This rings very true. I've interviewed with and turned down 8 YCombinator start-ups in the past three years. Of the 8, I would have been within the first 5 employees of 6, within the first 10 of the remaining two. They all offered below market salary in exchange for "huge equity". Thoe "huge equity" offers ranged from 0.35% to 2% (the 2% one offered me 40% of market-rate). I didn't mind, I was only interviewing to network and try to sell my $150/hour consulting services to them. (3 of them are still customers). Being an employee for a start-up is a sure-fire path to an early grave in potter's field.


Amen, brother!

This is why I don't consider jobs with even exciting startups with early traction at this point in time. Why would I bother getting 50x less return for a similar investment and risk as a founder? We should at least be in the same order of magnitude. Especially if the startup is practicing "lean" and is going to completely change by the time it exits. Might as well just start my own company.
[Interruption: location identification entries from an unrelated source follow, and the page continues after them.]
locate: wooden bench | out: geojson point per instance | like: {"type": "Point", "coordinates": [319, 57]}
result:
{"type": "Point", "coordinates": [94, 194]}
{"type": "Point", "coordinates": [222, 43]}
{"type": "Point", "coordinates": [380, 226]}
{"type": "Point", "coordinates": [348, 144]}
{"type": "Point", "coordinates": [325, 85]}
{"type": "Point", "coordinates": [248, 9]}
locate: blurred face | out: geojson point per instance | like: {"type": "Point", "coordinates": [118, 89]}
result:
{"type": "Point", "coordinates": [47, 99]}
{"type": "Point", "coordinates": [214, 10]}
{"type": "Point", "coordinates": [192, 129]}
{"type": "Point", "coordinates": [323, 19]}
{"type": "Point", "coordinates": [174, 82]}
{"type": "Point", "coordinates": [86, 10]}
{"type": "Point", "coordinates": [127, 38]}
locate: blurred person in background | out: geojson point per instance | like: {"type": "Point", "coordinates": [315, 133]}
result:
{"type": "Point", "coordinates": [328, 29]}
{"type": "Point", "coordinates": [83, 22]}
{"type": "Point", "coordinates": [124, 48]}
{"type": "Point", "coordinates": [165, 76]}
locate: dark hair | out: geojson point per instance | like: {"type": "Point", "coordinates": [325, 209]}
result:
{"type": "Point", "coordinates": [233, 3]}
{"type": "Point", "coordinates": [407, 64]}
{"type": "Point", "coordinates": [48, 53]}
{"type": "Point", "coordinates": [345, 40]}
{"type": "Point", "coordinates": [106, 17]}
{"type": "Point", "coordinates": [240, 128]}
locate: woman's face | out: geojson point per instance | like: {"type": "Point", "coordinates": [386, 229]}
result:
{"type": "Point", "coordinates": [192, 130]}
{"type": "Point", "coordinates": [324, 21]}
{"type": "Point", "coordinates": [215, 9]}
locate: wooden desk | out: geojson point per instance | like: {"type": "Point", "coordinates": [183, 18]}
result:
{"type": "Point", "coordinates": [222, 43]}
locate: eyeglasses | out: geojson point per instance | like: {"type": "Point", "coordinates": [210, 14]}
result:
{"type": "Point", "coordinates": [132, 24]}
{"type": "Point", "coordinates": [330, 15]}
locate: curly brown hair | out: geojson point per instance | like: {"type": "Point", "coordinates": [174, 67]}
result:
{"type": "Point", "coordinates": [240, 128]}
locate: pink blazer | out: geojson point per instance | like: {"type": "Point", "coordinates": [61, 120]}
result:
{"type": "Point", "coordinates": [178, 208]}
And, if you can't get into an incubator, you can just as easily bootstrap your way through the early stages.


I see a lot of positive comments for this post but I'd like to chime in and suggest that upping the equity is not going to solve the problem.

In once sense the engineer is making the same kind of bet as the VC. They don't know the founders too well, not sure if the idea is any good, its a big gamble. Buy unlike a VC, the company will be the engineers whole life until the idea proves itself or fails.

A few extra percentage points of a deal that will probably never happen is not really all that attractive.

The only solution is to raise more money and pay them more.


"Raising the first $25K for product development is easy – join an incubator."

I think that trivializes the process. There are now multiple incubators, but about two orders of magnitude more looking for spots. Y Combinator gets thousands of applications for a few dozen spots. Tech Stars Boulder got 600 apps IIRC, and only 10 get in the program. Early stage money gets trivially easy if you're in one (especially YC or TS), but getting further funding is still a time drain, and now you're competing with the 100+ incubator-based startups for VC/Angel money.

I do agree about cap tables. With less money needed to start a company, the equity normally given to investors can (and should) go to employees. It's an opportunity for many who have talent to get a bigger reward for their hard work.


I suspect those numbers may be skewed by the same "we only hire the top 1%" phenomenon. There could very well be a recurring group of people with not so great ideas that repeatedly apply to incubators, and repeatedly get turned down, whether with the same idea or a new one.

I'd be interested to see the skew as well. Maybe a large part of those declined were unserious college students or similar.


Sure, at least half of the applications hit the trash bin. I recall a comment from pg at startup school in 2010 correctly, he said a surprising number of the applications to YC (I want to say 20%) were in ALL CAPS. That's an easy way to self-select one's way into the bit bucket. But even at half the size, there's still at least 1000 applications that are likely well-formed in one way or another. PG has said that the hard part is finding something exceptional in an application that would put it over the top.


Yeah, YC was receiving 1 application per minute at one point. Joining an incubator is still slightly harder than joining a gym.

https://twitter.com/#!/paulg/status/123509842412445696


I couldn't raise 10K to build a prototype. Had to earn the cash the ol' fashioned way. Unless a handshake and a smile can get money from someone you know, raising cash is frikkin' hard.


This. A thousand times this.

Oh, and offer me as much salary as you can with the option for me to dial that back into equity. I can't pay a mortgage or buy pizza with options, and my market rate does not fluctuate based on how much buzz you have on twitter.


The Goodfellas school of startups.

The founders' got Pauli as an engineer, any problems, he goes to Pauli, problems with EC2, he can go to pauli, troubles with rails, hard drives, Linux, he can go to Pauli, but now he's gotta come up with Pauli's money every week, no matter what.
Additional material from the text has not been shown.